Related
Shape of the original dataset is 82580×30 with multiple string columns. Example dataset:
import pandas as pd
import numpy as np
from sklearn.preprocessing import OneHotEncoder
from sklearn.compose import make_column_transformer
df = pd.DataFrame({'Nationality': {0: 'DEU', 1: 'PRT', 2: 'PRT', 3: 'PRT', 4: 'FRA', 5: 'DEU', 6: 'CHE', 7: 'DEU', 8: 'GBR', 9: 'AUT', 10: 'PRT', 11: 'FRA', 12: 'OTR', 13: 'GBR', 14: 'ESP', 15: 'PRT', 16: 'OTR', 17: 'PRT', 18: 'ESP', 19: 'AUT'},
'Age': {0: 27.0, 1: 45.46, 2: 45.46, 3: 58.0, 4: 57.0, 5: 27.0, 6: 49.0, 7: 62.0, 8: 44.0, 9: 61.0, 10: 54.0, 11: 53.0, 12: 50.0, 13: 30.0, 14: 51.0, 15: 45.46, 16: 40.0, 17: 49.0, 18: 49.0, 19: 14.0},
'DaysSinceCreation': {0: 370, 1: 213, 2: 206, 3: 1018, 4: 835, 5: 52, 6: 597, 7: 217, 8: 999, 9: 1004, 10: 402, 11: 879, 12: 393, 13: 923, 14: 249, 15: 52, 16: 159, 17: 929, 18: 49, 19: 131},
'BookingsCheckedIn': {0: 1, 1: 0, 2: 0, 3: 1, 4: 1, 5: 1, 6: 1, 7: 2, 8: 1, 9: 1, 10: 1, 11: 1, 12: 1, 13: 1, 14: 1, 15: 0, 16: 0, 17: 1, 18: 1, 19: 0}})
# Encoding Variables
transformer = make_column_transformer((OneHotEncoder(sparse=False), ['Nationality']), remainder='passthrough')
transformed = transformer.fit_transform(df)
transformed_df = pd.DataFrame(transformed, columns=transformer.get_feature_names_out())
# Concat the two tables
transformed_df.reset_index(drop=True, inplace=True)

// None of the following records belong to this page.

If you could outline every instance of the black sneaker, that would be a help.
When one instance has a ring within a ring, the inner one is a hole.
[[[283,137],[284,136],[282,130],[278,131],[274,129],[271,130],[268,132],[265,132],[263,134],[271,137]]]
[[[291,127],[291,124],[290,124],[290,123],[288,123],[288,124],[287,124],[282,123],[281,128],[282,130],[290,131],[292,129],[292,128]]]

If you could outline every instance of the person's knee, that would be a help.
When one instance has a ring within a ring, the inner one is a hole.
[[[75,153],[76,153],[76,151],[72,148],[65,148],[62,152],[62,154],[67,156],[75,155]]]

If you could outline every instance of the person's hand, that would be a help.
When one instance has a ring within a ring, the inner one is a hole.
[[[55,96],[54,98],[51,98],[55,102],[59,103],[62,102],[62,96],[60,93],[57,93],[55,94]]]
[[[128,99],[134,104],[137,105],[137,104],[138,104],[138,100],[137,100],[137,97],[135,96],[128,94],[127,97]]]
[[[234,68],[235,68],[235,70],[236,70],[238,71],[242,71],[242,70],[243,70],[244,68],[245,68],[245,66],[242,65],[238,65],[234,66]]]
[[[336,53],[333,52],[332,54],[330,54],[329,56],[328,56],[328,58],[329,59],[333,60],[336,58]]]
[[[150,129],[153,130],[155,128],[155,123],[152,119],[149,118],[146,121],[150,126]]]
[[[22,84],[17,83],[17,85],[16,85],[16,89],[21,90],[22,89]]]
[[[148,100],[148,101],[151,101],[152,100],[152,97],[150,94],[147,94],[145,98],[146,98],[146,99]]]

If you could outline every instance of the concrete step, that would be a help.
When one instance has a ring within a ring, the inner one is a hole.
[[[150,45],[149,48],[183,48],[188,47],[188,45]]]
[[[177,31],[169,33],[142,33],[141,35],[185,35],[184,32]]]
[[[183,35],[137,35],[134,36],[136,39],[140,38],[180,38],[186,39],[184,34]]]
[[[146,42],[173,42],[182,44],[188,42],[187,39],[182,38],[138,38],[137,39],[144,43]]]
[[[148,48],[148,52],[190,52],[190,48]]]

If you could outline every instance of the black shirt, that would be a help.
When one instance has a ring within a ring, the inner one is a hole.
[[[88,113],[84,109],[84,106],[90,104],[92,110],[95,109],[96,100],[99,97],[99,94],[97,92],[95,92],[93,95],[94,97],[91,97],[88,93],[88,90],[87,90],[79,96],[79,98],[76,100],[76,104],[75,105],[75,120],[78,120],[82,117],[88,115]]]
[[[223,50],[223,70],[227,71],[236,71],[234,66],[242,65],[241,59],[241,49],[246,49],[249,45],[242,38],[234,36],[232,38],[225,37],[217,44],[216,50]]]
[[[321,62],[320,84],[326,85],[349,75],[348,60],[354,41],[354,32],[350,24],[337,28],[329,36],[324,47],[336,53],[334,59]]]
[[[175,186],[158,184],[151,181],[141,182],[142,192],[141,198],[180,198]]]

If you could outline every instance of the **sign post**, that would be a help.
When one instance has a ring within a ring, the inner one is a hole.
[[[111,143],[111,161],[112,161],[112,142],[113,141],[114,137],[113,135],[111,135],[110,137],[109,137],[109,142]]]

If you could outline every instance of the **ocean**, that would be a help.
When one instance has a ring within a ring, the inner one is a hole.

df.reset_index(drop=True, inplace=True)
df = pd.concat([transformed_df, df], axis=1)
# Remove old columns
df.drop(['Nationality'], axis = 1, inplace = True)
print('The shape after encoding: {}'.format(df.shape))
print(df.columns.unique())
The shape after encoding: (20, 14)
Index(['onehotencoder__Nationality_AUT', 'onehotencoder__Nationality_CHE',
'onehotencoder__Nationality_DEU', 'onehotencoder__Nationality_ESP',
'onehotencoder__Nationality_FRA', 'onehotencoder__Nationality_GBR',
'onehotencoder__Nationality_OTR', 'onehotencoder__Nationality_PRT',
'remainder__Age', 'remainder__DaysSinceCreation',
'remainder__BookingsCheckedIn', 'Age', 'DaysSinceCreation',
'BookingsCheckedIn'],
dtype='object')
After modeling, trying to test on a completely different test set:
df = pd.DataFrame({'Nationality': {0: 'CAN', 1: 'DEU', 2: 'PRT', 3: 'PRT', 4: 'FRA'},
'Age': {0: 27.0, 1: 29.0, 2: 24.0, 3: 24.0, 4: 46.0},
'DaysSinceCreation': {0: 222, 1: 988, 2: 212, 3: 685, 4: 1052},
'BookingsCheckedIn': {0: 0, 1: 1, 2: 1, 3: 1, 4: 0}})
# Encoding Variables
transformer = make_column_transformer(
(OneHotEncoder(sparse=False), ['Nationality']),
remainder='passthrough')
transformed = transformer.fit_transform(df)
transformed_df = pd.DataFrame(transformed, columns=transformer.get_feature_names_out())
# Concat the two tables
transformed_df.reset_index(drop=True, inplace=True)
df.reset_index(drop=True, inplace=True)
df = pd.concat([transformed_df, df], axis=1)
# Remove old columns
df.drop(['Nationality'], axis = 1, inplace = True)
print('The shape after encoding: {}'.format(df.shape))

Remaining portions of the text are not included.